Appeal by the defendant from an order of the Supreme Court, Queens County (Margulis, J.), dated April 8, 2015, which, after a hearing, designated him a level two sex offender pursuant to Correction Law article 6-C.
Ordered that the order is affirmed, without costs or disbursements.
Contrary to the defendant’s contention, the Supreme Court properly assessed 30 points under risk factor 3 (number of victims) and 20 points under risk factor 7 (relationship with victim) based upon his conviction, in Florida, of possession of a sexual performance by a child (see People v Gillotti, 23 NY3d 841 [2014]; People v Johnson, 11 NY3d 416 [2008]; People v Nethercott, 119 AD3d 918 [2014]).
The Supreme Court’s determination to designate the defendant a level two sex offender was based upon its assessment of a total of 80 points under the risk assessment instrument (see Correction Law § 168-k [2]). The court did not upwardly depart to a risk level two.

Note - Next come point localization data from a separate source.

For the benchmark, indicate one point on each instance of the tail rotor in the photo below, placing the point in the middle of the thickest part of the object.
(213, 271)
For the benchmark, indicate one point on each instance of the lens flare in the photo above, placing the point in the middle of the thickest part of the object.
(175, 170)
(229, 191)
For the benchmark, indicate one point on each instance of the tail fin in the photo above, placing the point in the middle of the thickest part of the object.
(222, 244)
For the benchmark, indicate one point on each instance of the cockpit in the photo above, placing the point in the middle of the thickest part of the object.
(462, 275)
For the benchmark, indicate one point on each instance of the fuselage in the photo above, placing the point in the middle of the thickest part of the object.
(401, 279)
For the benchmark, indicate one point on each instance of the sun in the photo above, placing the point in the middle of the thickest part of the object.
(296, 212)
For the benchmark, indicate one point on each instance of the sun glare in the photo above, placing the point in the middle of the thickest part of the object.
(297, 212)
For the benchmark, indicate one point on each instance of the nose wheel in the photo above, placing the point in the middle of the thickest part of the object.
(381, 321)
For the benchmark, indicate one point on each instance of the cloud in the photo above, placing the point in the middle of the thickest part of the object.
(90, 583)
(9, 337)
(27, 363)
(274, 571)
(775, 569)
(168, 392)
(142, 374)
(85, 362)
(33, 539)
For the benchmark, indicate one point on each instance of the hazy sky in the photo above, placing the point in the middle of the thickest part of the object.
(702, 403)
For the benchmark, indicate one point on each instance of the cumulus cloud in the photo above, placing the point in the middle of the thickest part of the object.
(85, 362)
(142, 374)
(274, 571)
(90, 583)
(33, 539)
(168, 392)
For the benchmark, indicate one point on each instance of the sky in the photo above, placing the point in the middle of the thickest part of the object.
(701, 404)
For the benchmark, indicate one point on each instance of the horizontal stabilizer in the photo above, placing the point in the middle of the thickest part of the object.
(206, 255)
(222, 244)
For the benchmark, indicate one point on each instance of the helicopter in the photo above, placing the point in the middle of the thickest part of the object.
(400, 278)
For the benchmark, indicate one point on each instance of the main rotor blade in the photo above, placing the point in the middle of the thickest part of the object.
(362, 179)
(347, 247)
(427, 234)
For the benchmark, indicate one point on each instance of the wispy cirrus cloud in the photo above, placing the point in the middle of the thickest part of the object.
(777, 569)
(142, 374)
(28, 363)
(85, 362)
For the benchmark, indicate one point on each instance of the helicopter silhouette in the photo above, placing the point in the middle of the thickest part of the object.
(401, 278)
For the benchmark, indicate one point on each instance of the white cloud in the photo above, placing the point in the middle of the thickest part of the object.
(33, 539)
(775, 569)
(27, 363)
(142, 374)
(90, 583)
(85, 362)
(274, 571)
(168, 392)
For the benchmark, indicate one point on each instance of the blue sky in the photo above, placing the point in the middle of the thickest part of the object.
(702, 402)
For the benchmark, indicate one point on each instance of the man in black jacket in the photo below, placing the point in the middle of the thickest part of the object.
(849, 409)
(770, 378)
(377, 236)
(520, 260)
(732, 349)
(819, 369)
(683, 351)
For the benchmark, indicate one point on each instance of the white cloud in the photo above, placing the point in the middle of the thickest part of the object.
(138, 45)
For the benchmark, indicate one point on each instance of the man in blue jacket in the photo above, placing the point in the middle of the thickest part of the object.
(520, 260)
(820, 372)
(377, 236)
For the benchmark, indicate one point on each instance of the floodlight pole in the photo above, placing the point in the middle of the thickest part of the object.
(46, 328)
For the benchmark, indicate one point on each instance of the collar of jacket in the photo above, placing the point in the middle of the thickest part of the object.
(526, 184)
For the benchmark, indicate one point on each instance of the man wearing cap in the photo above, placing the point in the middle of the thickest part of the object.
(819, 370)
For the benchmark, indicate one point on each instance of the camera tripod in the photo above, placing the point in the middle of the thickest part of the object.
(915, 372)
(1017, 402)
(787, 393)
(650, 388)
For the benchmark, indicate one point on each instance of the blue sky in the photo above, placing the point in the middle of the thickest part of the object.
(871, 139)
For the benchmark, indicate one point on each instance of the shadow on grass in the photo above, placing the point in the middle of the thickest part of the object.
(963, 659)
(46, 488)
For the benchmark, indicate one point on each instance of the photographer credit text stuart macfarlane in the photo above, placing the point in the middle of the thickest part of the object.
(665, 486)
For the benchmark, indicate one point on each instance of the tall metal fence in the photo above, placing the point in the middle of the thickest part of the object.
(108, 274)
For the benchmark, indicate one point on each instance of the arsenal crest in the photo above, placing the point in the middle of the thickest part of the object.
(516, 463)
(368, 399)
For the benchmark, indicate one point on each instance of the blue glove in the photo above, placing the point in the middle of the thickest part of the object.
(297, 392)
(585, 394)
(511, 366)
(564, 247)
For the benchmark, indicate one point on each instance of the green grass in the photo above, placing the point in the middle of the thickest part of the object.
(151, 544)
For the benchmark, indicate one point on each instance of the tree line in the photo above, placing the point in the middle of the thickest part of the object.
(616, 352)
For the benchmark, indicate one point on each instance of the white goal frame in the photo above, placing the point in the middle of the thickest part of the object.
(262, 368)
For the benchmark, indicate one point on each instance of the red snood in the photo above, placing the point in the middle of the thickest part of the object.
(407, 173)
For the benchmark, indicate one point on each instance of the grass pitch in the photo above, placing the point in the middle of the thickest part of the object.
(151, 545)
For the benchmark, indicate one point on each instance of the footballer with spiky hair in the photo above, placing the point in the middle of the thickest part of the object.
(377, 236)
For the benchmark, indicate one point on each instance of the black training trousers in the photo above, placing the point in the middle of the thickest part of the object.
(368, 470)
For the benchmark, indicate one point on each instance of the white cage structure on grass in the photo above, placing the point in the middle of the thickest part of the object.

Thus, the defendant’s contention that the court erroneously granted an upward departure is without merit.
The defendant’s remaining contention, that there was a “compelling basis” for a downward departure, is unpreserved for appellate review (see People v Johnson, 11 NY3d at 421; People v Estrella, 90 AD3d 879 [2011]).
Accordingly, the Supreme Court properly designated the defendant a level two sex offender.
Rivera, J.R, Leventhal, Sgroi and Hinds-Radix, JJ., concur.